Ler 18 livros. Aumentei a fasquia em 6 livros relativamente ao ano passado, mas acho possível e exequível – se mantiver a genica com que estou agora, até seria facilmente ultrapassasável. Mas falarei sobre este tema num próximo texto.

 

Aumentar os registos ao longo do ano – quer seja ao nível de fotografias, vídeos ou escrita. Os últimos anos têm sido de vivências poderosas, mas em que tenho monesprezado os registos futuros – algo a que sempre dei muita importância. 2021 foi o primeiro ano em que houve meses em que não publiquei nada aqui no blog, algo que consegui piorar em 2022, com três meses sem um único post; olho para a minha galeria no telemóvel, tenho dificuldade em encontrar uma fotografia minha decente e percebo que aquele aglomerado de imagens se resume a printscreens, questões de trabalho ou fotos que têm o único propósito de me lembrarem de alguma coisa num futuro próximo. Quando faço os apanhados do meu ano tenho sérias dificuldades em recordar-me do que fiz, do que vi, onde fui – porque não tenho registos. 
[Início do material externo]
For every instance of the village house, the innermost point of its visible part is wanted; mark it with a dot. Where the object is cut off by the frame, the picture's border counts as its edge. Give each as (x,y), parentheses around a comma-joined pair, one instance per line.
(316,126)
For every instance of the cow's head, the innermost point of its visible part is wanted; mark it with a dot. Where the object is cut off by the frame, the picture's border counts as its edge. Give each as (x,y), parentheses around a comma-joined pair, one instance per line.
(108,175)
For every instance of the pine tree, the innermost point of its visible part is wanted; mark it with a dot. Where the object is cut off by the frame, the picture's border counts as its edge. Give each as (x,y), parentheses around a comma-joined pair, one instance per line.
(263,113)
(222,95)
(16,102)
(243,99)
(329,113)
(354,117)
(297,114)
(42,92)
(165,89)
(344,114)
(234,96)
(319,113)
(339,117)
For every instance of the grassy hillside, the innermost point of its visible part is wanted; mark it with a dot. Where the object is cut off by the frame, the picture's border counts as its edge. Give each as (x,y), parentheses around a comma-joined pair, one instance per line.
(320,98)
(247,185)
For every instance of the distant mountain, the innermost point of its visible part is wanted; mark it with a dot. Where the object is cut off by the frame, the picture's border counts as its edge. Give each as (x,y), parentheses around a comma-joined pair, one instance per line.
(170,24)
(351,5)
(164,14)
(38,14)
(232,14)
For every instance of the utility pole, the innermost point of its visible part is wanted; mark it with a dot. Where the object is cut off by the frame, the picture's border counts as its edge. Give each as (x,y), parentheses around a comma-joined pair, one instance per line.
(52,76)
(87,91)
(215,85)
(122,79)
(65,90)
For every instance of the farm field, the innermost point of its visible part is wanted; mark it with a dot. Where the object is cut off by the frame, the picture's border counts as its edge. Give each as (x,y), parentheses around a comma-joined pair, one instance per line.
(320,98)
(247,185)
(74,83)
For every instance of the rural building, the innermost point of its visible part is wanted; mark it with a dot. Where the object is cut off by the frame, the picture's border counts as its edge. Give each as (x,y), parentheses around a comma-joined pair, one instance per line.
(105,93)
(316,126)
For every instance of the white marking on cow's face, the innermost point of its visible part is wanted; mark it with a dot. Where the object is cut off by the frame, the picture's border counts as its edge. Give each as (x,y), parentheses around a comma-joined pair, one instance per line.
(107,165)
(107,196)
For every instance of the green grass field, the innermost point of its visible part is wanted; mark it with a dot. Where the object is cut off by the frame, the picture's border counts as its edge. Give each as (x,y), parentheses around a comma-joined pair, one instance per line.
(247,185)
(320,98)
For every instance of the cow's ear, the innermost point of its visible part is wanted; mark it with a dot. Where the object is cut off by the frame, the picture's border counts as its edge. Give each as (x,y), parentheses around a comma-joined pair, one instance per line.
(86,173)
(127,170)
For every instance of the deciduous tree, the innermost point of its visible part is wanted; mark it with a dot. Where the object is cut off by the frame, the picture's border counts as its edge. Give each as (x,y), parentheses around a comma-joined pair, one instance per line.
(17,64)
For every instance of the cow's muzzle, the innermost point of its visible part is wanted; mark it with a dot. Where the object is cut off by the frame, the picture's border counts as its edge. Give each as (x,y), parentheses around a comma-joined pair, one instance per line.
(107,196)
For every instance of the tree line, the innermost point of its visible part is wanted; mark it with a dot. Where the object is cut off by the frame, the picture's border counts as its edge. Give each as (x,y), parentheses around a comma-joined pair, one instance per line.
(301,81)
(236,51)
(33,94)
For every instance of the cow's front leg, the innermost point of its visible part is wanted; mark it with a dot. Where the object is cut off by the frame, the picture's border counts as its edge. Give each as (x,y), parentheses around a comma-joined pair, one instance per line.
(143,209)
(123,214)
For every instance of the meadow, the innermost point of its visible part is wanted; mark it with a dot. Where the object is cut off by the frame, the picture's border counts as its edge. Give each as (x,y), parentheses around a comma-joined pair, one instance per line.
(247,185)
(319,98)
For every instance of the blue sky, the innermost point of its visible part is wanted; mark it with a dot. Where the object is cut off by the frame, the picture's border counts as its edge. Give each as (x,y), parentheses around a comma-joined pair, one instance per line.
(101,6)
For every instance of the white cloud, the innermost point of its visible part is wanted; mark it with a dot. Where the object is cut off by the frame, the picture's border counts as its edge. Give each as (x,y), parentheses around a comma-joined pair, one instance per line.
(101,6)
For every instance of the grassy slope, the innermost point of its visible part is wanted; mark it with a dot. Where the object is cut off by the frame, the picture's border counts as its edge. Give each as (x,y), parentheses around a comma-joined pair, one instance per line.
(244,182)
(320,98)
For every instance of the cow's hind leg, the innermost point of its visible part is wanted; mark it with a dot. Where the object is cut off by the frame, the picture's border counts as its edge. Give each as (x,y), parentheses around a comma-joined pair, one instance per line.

Para além de mais fotos e vídeos (exclusão feita aos aniversários e ajuntamentos familiares, em que continuo sempre de máquina em punho), gostava de implementar uma ideia que vi algures: escrever um pequeno resumo no fim de cada mês – não só do que fiz e vivi, mas também um apanhado do meu estado de espírito naqueles dias. A verdade é que chegamos ao final do ano com a ideia de que tudo passou a correr – mas também não podemos culpar a memória por não se lembrar do que fizemos ao certo há mais de uma centena de dias. É bom saborear as coisas no momento em que as vivemos – mas será que se as registarmos não tendemos a perpétua-las, a desfrutar ainda mais delas? Eu sempre achei que sim – mas com a correria dos dias, a pressão do tempo e a falta de hábito tenho desconsiderado o poder das memórias no futuro. E gostava muito de mudar isso.

 

Procrastinar menos – as redes sociais são um autêntico cancro na nossa gestão de tempo. Não sei o porquê de serem tão apelativas, mas basta um pequeno deslize na nossa concentração e, do nada, já lá estamos a fazer scroll, 95% das vezes sem qualquer tipo de proveito próprio – não aprendemos, não ficamos a conhecer nada de novo. O tempo passa e nada nos acrescenta – uma dupla perda, uma vez que tempo é coisa que normalmente escasseia e que coisas interessantes para ver e fazer há de sobra.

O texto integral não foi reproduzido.